The effects of neuroprotective compounds can be measured in experimental biological systems using noninvasive imaging methods (Gatto et al., 2015). In that regard, the growing use of structural diffusion magnetic resonance imaging (dMRI) technologies and the increasing development of high magnetic fields (Gatto et al., 2018) have been some of the rapidly evolving features of this technology,and one of the most promising tools in neurosciences, particularly applied to (in vivo) NP research (Gatto et al., 2020). Recently, to address some of the limitations associated with mono-exponential diffusion models like diffusion tensor imaging (DTI) (Gatto et al., 2020), new sequences have been developed to explore inhomogeneous biological media (GM brain tissue) utilizing alternative non-Gaussian diffusion models (Gatto et al., 2019). In clinical settings, the use of dMRI makes it also possible to study compensatory axonal connectivity mechanisms (hypertrophic olivary degeneration) after vascular-related injuries (Wang et al., 2020). Further, the combination of dMRI modalities (diffusion tensor tractography) and repetitive transcranial magnetic stimulation (a non-invasive neurostimulation tool that involves applying an electromagnetic coil to the patient’s scalp to produce a magnetic field) can also be considered as a potential approach to assessing WM recovery and motor performance after cerebrovascular events (Kim et al., 2020).
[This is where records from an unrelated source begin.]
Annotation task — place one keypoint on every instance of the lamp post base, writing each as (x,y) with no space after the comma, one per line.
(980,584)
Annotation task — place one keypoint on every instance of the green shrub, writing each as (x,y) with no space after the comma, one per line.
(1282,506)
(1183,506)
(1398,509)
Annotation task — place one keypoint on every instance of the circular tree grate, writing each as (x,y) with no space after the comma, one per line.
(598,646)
The loss of fine motor skills represents a major handicap and an important target for technologies that attempt to increase neuronal restoration and repair. Application of laboratory research technologies on animal models phenotypes imitate human pathophysiologic features, could improve both motor and non-motor symptoms, especially in clinical studies of neurodegenerative diseases (NDDs). Therefore, appropriate behavioral assessments are extremely crucial for the correct understanding of NDDs mechanisms and accurately evaluate the efficacy and safety of novel medical therapies (Asakawa et al., 2016b). These methods can also help to monitor the responses to therapeutic methodologies that enhance associated NP mechanisms (Asakawa et al., 2016a). Ideally, computerized technologies could result in safe, objective, and real-time assessment of biomechanical parameters (Asakawa et al., 2019). Therefore, translational biometric approaches need to be implemented to monitor the recovery of preclinical motor performance in the context of NDDs. Such studies can be applied not only to verify the reliability of motor tests in the assessment of NDDs severity, but also as a key tool to guide the efficacy of medical and surgical treatments (Kobayashi et al., 2020). Nonetheless, the development of the novel behavioral assessments for human patients following the principles of objectification, multi-purpose, and simplification (OMS) is an ongoing challenge for neurologists and neurosurgeons (Asakawa et al., 2019).

The translation of NP strategies to harvest a medical therapeutic potential still represents a major challenge to the neuro-repair and rehabilitation fields (Asakawa et al., 2017). The constant development and evolution across different bioengineering, neurobiological, and medical disciplines are part of the ongoing efforts aimed to solve the fundamental questions and technical difficulties in this scientific arena. Nonetheless, the scarce integration of such research areas is one of many reasons for delays in the generation of therapeutic results. Ultimately, the assembly of multidisciplinary teams using scientific approaches with clear therapeutical objectives, could be the most promising strategy to offer realistic healing alternatives for a growing worldwide population of patients with brain injuries.


The guest-editors want to acknowledge all the authors and research groups who submitted their work. This research topic would not have been possible without their important contributions. A special thanks goes to Judy Bai for her insights and constant strategic support during the development of this topic.

Conflict of Interest

The authors have no conflicts of interest to declare.